On July 9, 2019, thirty-nine days after the clerk entered the judgment, Ms. Dorsey filed the Request in the circuit court for an award of pre-judgment interest in the amount 2 of $3, 739.73. Ms. Dorsey presents three questions that we have combined into one: Did the circuit court err in denying Ms. Dorsey's request for pre-judgment interest?
The questions presented by Ms. Dorsey in her brief appear in the appendix at the end of this opinion.
As we explain, Ms. Dorsey was not entitled to pre-judgment interest under the judgment confirming her arbitration award. To the extent that her Request sought to amend the judgment to include pre-judgment interest, it was properly denied by the court because she filed her Request, and the motion to modify, after the judgment was enrolled. Accordingly, we affirm the judgment of the circuit court.
BACKGROUND
In 2011, Ms. Dorsey entered into an enrollment agreement with TESST, a technical for-profit college formerly operated by Kaplan, to become a certified medical assistant. Ms. Dorsey successfully completed her first five courses required within the program before learning that she had failed her sixth course, "MAR150." A Kaplan administrator advised Ms. Dorsey that she would be able to retake MAR150 without additional cost, but that she would need to complete two other courses remaining in the program first.
By February 13, 2012, Ms. Dorsey had completed the other two remaining courses and was scheduled to retake MAR150 during the term beginning on March 15, 2012. Although Ms. Dorsey maintained that she had been told she would "be on break" from February 14 to March 15, Kaplan deemed Ms. Dorsey withdrawn from the program on 3 February 16 "because she was 'not enrolled in a mod[ule]' for 14 days" and terminated her financial aid. Because Ms. Dorsey had insufficient financial resources to enroll in MAR150 after Kaplan terminated her financial aid, she did not return to the program and, instead, gained employment at Johns Hopkins Hospital (albeit not as a medical assistant and at a lower salary).
It is unclear from the record why Ms. Dorsey was not at that time scheduled to begin the MAR150 course offered on March 15, 2012.
Ms. Dorsey initiated arbitration with Kaplan in April of 2016 pursuant to the enrollment agreement.
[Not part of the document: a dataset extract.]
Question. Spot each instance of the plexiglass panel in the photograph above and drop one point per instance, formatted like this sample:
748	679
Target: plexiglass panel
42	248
On June 29, 2018, after a multi-day arbitration, the arbitrator found that Kaplan had breached the enrollment agreement and awarded Ms. Dorsey: (1) $2, 414- the amount of her tax refund confiscated by the federal government as partial repayment of her financial aid; and (2) $42, 000-the amount she lost in income between 2013 and 2018 due to Kaplan's breach.
Ms. Dorsey filed a petition to confirm the arbitration award in the circuit court. On March 18, 2019, the circuit court entered an order striking the petition because it was not signed by a petitioner or an attorney. On April 30, 2019, Ms. Dorsey filed a signed version of the petition to confirm arbitration. Consequently, on May 28, 2019, the court ordered that "judgment be, and hereby is ENTERED in favor of [Ms. Dorsey] and against [Kaplan] in the amount of $44, 414.00, plus post-judgment interest at the legal rate." (Emphasis added). The court also ordered that Kaplan "pay the costs of these proceedings" and directed the clerk to close the matter. Three days later, on May 31, the clerk entered the judgment on the docket. On June 10, 2019, Kaplan sent to Ms. Dorsey by overnight courier 4 a check in the amount of $44, 910.55-representing the full amount of the arbitration award, $95.00 for filing fees, and $401.55 for post-judgment interest. The judgment was then indexed on June 21, 2019 and a notice of recorded judgment was issued on the same date.
Kaplan provided post-judgment interest at the legal rate of 10% per annum only for the period between May 28, 2019-the date that the circuit court ordered judgment- and June 30, 2019.
Ms. Dorsey filed a "Request for Unpaid Balance from Respondent of Arbitration Award" on July 21, 2019-39 days after the judgment was entered. In her Request, Ms. Dorsey sought an additional $3, 739.73 in interest from June 28, 2018 through May 28, 2019-the period between the date on which the arbitration award was issued and the date on which the court's judgment was entered. Ms. Dorsey characterized this as "a total of 11 months of post interest." Ms. Dorsey acknowledged in her Request that she had already received $44, 910.55 from Kaplan.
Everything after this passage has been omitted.